The rise in the number of high-altitude objects recently identified flying in U.S. airspace is due in part to the government enhancing its radar systems, a top Pentagon official said on Sunday.
Melissa Dalton, assistant secretary of defense for Homeland Defense and Hemispheric Affairs, told reporters in a briefing on Sunday that officials have been closely scrutinizing U.S. airspace ever since the first Chinese surveillance balloon was shot down on Feb. 4 after making its way across the United States and approaching the Atlantic coast.

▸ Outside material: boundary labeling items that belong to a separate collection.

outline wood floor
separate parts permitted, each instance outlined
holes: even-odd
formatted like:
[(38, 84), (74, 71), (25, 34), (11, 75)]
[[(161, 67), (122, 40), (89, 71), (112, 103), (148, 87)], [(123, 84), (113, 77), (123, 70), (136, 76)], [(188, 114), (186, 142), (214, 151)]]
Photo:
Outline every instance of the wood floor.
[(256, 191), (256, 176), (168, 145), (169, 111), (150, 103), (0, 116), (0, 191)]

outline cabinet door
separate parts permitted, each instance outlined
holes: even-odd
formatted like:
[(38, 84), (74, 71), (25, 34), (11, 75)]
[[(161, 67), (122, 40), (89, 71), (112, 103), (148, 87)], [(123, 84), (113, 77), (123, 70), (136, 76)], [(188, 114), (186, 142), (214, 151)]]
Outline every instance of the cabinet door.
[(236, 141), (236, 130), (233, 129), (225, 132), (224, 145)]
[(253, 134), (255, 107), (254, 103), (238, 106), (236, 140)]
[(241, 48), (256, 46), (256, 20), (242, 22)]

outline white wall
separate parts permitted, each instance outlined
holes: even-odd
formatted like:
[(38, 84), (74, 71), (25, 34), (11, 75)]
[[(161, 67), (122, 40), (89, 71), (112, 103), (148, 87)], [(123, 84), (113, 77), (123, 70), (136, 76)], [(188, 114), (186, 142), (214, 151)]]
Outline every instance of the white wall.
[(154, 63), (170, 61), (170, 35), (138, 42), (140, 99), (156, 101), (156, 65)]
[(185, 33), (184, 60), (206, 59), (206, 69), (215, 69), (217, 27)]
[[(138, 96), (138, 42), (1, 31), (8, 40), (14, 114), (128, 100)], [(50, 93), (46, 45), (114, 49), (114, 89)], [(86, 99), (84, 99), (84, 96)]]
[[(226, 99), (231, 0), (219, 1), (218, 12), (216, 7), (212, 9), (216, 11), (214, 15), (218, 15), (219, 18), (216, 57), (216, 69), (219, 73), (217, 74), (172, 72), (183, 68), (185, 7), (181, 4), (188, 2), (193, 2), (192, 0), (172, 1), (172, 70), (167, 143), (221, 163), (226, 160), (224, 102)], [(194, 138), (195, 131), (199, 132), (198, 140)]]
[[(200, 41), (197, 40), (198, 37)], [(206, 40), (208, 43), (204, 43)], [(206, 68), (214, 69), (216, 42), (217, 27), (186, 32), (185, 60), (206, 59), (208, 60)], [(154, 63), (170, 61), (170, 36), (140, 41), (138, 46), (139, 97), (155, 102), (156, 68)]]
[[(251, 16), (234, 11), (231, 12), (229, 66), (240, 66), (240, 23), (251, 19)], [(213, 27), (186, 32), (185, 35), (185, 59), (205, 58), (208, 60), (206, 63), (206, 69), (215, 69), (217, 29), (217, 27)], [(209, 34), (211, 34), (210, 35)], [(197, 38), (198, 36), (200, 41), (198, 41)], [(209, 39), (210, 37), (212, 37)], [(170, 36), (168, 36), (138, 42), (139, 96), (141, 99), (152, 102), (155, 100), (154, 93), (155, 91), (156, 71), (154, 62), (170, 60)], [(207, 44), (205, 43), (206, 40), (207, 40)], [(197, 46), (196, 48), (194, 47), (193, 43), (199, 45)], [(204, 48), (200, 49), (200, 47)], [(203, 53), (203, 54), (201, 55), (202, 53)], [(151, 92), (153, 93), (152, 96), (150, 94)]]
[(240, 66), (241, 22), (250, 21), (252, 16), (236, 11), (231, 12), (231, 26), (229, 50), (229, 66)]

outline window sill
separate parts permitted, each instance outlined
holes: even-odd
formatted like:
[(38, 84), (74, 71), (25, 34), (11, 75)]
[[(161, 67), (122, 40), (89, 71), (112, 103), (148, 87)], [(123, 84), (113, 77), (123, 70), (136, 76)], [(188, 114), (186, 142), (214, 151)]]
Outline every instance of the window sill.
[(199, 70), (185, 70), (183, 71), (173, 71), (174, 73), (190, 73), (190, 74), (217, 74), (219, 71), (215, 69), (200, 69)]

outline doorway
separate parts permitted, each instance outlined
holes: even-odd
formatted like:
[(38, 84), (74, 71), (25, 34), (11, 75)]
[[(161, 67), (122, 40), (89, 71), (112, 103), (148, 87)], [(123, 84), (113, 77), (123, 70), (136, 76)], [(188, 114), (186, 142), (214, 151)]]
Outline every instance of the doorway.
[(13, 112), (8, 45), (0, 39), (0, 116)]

“In light of the People’s Republic of China balloon that we took down last Saturday, we have been more closely scrutinizing our airspace at these altitudes, including enhancing our radar, which may at least partly explain the increase in objects that we detected over the past week,” Dalton said.
She added that the Pentagon is also aware that a number of high-altitude objects can be used by a range of companies, countries, and research organizations for “purposes that are not nefarious, including legitimate research.”
With that being said, Dalton noted that officials had not been able to definitively assess or verify what the recent objects that were discovered flying over U.S. airspace were being used for, and thus the government acted out of an “abundance of caution” to protect national security.
4 Objects Shot Down in Recent Days
The Pentagon said on Sunday that a U.S. F-16 fighter jet shot down another airborne object flying at approximately 20,000 feet over Lake Huron, bordered by Michigan, earlier in the day at the direction of President Joe Biden.
According to officials, the object flew over sensitive Department of Defense sites. An assessment found that it was not a “kinetic military threat to anything on the ground” but was a flight safety hazard.
“Its path and altitude raised concerns, including that it could be a hazard to civil aviation,” the Pentagon statement said.
Sunday’s downing of the object marked the fourth such object in recent days to be shot down over North American airspace. On Feb. 10 and 11, unidentified flying objects were shot down by U.S. jets over Alaska and northern Canada.